The “anti-war” group – which has been under fire on previous occasions for calling for a war against Israel, as well as “standing with” Saddam Hussein – has close links to the new leadership of the Labour Party, including party leader Jeremy Corbyn himself.

The latest incident is the second such u-turn in recent weeks, and adds to the pressure on Labour Leader Jeremy Corbyn to distance himself from the group. Stop The War has been highly vocal in its criticism of military action in Syria, joining with other far left organisations in openly attacking the 66 Labour politicians who voted for airstrikes against Islamic State in the House of Commons last week.

Among the 66 was the shadow Foreign Secretary Hilary Benn, who evoked the spirit of the trades unions and socialists in joining the International Brigade’s fight against fascism in 1930s Spain, during an impassioned and well-received speech in favour of military action.

For his stance, Stop the War dubbed him “Bomber Benn” and published a blog which argued: “Benn does not even seem to realize [sic] that the jihadist movement that ultimately spawned Daesh [Islamic State] is far closer to the spirit of internationalism and solidarity that drove the International Brigades than Cameron’s bombing campaign – except that the international jihad takes the form of solidarity with oppressed Muslims, rather than the working class or the socialist revolution.”

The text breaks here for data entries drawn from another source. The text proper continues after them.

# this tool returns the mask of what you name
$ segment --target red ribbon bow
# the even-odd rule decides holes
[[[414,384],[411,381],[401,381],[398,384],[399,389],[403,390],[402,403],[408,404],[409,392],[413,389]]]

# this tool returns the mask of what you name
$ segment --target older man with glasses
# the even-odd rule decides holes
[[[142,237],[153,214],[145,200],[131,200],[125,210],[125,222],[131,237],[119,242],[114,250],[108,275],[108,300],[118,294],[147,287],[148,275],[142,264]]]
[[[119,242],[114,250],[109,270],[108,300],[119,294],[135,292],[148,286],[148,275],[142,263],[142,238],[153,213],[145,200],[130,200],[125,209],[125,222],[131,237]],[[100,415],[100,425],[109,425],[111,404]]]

The blog quickly drew criticism on Twitter, and was subsequently removed from the website (although it still appears on the website of the post’s author, Matthew Carr).

The group was forced to perform a similar U-turn in November, when it published an article headlined “Paris reaps whirlwind of western support for extremist violence in Middle East,” the day after the Paris terror attacks which left 129 people dead.

That article insisted that there would be no Islamic State were in not for “American crime of aggressive war against Iraq”, adding: “Let’s be as clear as possible. The hellish world we live in today is the result of deliberate policies and actions undertaken by the United States and its allies over the past decades.” It was quickly removed. 

Until his election as Labour leader in August, Mr Corbyn was the chairman of the Stop The War Coalition. He is now under increasing pressure to distance himself from the group.

Tristram Hunt, a former shadow minister under Mr Corbyn’s predecessor has called on Mr Corbyn not to attend a fundraiser this Friday for Stop The War. Speaking to the BBC, Mr Hunt said:

“I think they’re a really disreputable organisation and I would hope Jeremy would step back and not go to their fundraiser.

“We’ve also seen some pretty ugly comments from them about Hilary Benn and the fact Hilary Benn should be sacked, and also, actually, their comments on Islamic State, their comments about how the French almost had it coming to them.”

But Mr Corbyn is unapologetic in his support for the group, which he says have “repeatedly called it right” on military intervention.

Meanwhile the Green MP Caroline Lucas has distanced herself from Stop The War, resigning as their vice president. In a statement, her office said: “Caroline stepped back from the Stop The War Coalition a few weeks ago.

“Her busy parliamentary and constituency schedule means that she doesn’t have time to fully engage with the role of a Patron and, in light of some recent StWC positions that she didn’t support, she felt standing down was the responsible thing to do.

“Like the Stop the War Coalition, Caroline is opposed to British bombing in Syria because it will neither keep Britain safe nor help bring about a lasting peace in Syria.”